Qoutes from OL XI Plenaries:
Metropolitan Kallistos of Diokleia - But when we are speaking of the icon as part of our prayer, then of course we need to qualify the word icon by saying the Holy Icon. What then is a Holy Icon? What kind of special image or reflection do we find in the Holy Icons? An excellent definition is given to us in a text from the 8th century from the life of Saint Stephen the New. He died as one of the martyrs in defense of one of the Holy icon, during the iconoclast travesty. And he calls the icon a door. The Holy Icon he says is said to be a door. What does that mean? The icon is a way of entry, but entry into what? It is a means of access. Access where? It is a point of meeting and encounter, with whom? The answer to these questions is the icon is a door into the Kingdom of Heaven.
Father Daniel Findikyan – Sacred iconography is well-known is Armenia, if perhaps a bit effusive than in the Byzantine world. Several Armenian churches come to mind for their exquisite iconography that covers practically every interior surface of the church. However, due in large measure to the very turbulent circumstances of the Armenian people, practically throughout our history, the Armenians preferred media for their sacred arts that were either more durable or more portable for their iconographic expression.
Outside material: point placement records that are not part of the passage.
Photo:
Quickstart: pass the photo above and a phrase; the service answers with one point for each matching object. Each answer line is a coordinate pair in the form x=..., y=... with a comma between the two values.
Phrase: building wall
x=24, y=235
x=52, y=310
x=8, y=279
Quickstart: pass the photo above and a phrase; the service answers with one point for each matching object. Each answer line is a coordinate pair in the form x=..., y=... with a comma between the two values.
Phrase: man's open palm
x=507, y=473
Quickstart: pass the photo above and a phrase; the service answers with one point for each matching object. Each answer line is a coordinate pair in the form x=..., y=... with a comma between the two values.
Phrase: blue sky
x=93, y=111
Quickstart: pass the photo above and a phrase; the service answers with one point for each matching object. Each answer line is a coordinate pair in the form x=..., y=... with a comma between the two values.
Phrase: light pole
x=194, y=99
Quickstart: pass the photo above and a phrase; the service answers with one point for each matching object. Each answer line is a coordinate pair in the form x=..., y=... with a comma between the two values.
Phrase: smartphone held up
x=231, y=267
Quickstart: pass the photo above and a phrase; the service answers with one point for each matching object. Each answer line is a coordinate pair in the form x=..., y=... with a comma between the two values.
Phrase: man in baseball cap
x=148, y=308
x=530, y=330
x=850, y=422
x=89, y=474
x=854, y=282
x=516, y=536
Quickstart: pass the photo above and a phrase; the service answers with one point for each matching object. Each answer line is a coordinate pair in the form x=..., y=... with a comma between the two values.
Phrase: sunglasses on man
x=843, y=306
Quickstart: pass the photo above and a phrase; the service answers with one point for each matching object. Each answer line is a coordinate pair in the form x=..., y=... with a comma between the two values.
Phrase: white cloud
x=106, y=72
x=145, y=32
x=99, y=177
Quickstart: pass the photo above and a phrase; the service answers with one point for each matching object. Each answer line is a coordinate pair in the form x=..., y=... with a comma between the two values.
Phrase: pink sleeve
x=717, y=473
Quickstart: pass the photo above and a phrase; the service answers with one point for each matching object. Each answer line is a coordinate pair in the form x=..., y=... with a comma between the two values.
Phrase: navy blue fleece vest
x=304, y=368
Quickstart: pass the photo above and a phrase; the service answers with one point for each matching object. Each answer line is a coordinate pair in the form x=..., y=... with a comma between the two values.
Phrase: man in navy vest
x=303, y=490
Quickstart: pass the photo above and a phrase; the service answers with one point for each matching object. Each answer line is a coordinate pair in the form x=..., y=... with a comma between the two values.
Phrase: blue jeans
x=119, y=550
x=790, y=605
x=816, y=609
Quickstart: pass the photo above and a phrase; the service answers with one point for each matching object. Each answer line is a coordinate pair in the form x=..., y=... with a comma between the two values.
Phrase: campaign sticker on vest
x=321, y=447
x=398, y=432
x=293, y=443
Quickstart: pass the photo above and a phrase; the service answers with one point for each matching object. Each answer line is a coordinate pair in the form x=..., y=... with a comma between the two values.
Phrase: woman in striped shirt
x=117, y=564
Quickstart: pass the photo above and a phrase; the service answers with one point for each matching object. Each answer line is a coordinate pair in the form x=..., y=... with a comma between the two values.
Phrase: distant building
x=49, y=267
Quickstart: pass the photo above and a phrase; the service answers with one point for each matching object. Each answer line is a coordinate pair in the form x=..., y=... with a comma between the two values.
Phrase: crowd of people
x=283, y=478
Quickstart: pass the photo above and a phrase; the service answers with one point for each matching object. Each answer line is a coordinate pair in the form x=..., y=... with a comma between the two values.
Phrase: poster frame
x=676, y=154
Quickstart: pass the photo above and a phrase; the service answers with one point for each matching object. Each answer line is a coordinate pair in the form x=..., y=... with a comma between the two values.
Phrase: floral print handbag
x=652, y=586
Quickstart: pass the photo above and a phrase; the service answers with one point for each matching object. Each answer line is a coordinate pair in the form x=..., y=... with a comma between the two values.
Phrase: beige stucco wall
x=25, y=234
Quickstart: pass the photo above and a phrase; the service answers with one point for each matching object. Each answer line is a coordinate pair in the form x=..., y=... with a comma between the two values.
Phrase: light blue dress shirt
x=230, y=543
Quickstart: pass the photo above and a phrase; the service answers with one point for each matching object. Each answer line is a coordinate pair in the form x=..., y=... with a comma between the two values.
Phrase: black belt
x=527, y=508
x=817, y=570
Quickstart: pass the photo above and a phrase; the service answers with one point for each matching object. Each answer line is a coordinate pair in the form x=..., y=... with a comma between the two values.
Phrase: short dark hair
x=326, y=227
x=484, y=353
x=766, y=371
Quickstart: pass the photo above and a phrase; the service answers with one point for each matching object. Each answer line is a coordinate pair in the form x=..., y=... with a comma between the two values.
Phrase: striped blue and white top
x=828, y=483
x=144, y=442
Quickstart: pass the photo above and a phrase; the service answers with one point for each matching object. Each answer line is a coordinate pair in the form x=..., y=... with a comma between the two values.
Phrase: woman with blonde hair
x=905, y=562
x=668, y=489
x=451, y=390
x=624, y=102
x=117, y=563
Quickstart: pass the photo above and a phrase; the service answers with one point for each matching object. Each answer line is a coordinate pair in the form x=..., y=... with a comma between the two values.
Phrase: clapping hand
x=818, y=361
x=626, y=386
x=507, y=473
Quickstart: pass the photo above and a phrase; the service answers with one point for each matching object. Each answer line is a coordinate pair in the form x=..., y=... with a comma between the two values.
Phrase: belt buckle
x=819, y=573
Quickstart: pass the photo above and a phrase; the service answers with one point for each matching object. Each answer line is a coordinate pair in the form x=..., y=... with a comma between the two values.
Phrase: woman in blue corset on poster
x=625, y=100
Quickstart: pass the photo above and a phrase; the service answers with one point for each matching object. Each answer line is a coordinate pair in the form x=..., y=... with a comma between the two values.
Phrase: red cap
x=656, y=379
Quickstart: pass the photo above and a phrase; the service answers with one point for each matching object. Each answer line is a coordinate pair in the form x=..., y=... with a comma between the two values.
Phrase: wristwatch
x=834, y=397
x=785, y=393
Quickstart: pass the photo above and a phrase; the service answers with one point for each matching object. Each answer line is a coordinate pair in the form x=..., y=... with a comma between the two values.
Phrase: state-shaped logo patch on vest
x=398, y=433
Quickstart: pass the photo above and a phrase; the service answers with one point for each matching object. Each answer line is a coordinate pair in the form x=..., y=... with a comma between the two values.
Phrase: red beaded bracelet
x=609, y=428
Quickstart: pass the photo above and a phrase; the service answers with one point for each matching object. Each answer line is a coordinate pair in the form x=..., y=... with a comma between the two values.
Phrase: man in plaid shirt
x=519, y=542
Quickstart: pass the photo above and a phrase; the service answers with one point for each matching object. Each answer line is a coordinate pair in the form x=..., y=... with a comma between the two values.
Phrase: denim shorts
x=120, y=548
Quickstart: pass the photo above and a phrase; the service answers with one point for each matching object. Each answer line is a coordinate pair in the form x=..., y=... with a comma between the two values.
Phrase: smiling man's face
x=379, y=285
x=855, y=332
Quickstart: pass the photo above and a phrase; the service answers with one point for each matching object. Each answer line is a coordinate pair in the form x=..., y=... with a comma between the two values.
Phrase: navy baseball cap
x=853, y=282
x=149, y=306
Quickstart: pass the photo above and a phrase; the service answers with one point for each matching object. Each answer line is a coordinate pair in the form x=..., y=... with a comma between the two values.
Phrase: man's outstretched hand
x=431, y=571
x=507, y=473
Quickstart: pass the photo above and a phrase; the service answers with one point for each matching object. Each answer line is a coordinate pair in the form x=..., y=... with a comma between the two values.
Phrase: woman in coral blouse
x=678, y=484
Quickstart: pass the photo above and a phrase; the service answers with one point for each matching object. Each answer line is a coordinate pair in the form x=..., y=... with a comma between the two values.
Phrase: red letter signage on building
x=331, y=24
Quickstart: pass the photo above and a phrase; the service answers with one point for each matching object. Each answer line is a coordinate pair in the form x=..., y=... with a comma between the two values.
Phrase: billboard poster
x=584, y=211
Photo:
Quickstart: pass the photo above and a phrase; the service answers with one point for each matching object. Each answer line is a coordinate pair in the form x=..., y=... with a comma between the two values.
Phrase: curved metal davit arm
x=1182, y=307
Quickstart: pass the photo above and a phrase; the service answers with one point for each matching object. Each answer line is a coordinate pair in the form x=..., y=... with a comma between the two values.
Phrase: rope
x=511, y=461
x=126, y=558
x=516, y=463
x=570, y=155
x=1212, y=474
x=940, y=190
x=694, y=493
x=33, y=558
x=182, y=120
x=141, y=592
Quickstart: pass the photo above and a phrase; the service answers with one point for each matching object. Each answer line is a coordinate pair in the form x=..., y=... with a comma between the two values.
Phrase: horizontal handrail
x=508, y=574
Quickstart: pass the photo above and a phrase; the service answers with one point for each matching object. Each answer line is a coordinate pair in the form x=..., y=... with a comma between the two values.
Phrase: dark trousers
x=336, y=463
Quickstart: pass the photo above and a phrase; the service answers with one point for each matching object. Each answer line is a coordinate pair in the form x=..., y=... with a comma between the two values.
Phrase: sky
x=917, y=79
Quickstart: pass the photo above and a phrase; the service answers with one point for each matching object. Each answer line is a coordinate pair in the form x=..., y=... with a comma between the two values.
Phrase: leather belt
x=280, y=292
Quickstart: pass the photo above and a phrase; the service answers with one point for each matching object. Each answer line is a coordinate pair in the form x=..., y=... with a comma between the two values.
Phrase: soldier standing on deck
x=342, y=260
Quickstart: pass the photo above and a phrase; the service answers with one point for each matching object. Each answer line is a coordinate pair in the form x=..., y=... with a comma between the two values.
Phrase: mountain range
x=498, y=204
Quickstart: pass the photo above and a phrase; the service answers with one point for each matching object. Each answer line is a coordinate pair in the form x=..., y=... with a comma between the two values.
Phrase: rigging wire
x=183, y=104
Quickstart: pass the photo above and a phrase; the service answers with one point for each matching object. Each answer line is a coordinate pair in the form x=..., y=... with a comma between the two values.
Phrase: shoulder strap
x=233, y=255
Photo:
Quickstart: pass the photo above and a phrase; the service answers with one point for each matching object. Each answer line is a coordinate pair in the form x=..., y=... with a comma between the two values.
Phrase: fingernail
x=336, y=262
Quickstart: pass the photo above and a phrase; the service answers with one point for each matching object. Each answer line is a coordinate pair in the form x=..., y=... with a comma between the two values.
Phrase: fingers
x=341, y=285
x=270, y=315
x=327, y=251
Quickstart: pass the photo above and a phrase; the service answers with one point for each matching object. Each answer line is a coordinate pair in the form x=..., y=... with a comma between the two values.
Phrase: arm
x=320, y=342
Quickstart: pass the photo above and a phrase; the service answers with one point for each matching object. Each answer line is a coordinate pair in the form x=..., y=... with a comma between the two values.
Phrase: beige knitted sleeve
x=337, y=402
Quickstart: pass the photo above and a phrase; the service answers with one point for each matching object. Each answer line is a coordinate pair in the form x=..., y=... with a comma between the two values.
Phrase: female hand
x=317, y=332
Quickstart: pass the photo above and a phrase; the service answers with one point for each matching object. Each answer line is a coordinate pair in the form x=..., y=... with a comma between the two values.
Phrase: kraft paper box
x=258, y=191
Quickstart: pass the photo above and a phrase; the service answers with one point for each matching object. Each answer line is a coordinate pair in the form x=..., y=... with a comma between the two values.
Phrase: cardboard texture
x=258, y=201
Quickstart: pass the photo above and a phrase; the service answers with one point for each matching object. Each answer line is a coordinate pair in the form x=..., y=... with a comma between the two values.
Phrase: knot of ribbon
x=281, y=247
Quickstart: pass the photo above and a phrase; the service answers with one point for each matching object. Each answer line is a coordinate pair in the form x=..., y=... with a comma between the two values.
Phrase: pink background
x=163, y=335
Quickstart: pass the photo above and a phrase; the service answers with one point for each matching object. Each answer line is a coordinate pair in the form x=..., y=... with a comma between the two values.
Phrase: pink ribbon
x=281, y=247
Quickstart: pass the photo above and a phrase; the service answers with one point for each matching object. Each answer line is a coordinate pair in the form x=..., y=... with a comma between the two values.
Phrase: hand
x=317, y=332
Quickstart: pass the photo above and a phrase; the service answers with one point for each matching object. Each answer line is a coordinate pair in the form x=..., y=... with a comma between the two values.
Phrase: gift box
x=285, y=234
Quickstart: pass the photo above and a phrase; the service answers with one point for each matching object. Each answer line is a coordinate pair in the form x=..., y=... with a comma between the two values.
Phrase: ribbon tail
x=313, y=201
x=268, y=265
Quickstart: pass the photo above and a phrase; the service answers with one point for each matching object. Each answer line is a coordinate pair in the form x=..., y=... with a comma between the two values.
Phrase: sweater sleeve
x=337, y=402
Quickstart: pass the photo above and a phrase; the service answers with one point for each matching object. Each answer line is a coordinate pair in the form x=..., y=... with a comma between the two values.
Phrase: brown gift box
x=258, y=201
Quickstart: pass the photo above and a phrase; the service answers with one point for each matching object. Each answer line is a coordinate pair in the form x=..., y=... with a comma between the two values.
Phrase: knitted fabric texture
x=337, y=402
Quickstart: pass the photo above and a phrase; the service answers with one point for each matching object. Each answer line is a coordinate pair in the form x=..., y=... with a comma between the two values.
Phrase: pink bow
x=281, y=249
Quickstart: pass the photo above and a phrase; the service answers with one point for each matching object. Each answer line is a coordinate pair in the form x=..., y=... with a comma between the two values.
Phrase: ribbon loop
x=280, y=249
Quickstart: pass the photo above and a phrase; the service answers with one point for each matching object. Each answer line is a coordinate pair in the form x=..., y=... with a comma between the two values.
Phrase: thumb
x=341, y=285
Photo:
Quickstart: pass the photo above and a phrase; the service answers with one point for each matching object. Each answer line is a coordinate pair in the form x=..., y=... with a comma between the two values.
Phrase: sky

Father Andriy Chirovsky – If icons are expressions of our faith, then they are expressions that can be understood. They can be read. Those who prefer to say “write” rather than “paint” an icon – and both are just fine – want to emphasize the fact that there is meaning and that there is official Church teaching that Holy Tradition is embodied in icons. We are able to read it.
Prof. Richard Schneider – How do they work? How does all that happen? It’s a rather important subject because how it works makes all the difference between whether we view icons as some kind of unique transcendental object in the world, or whether we think that the way icons work is the way we work. The unique transcendental object is in fact US, not the icon.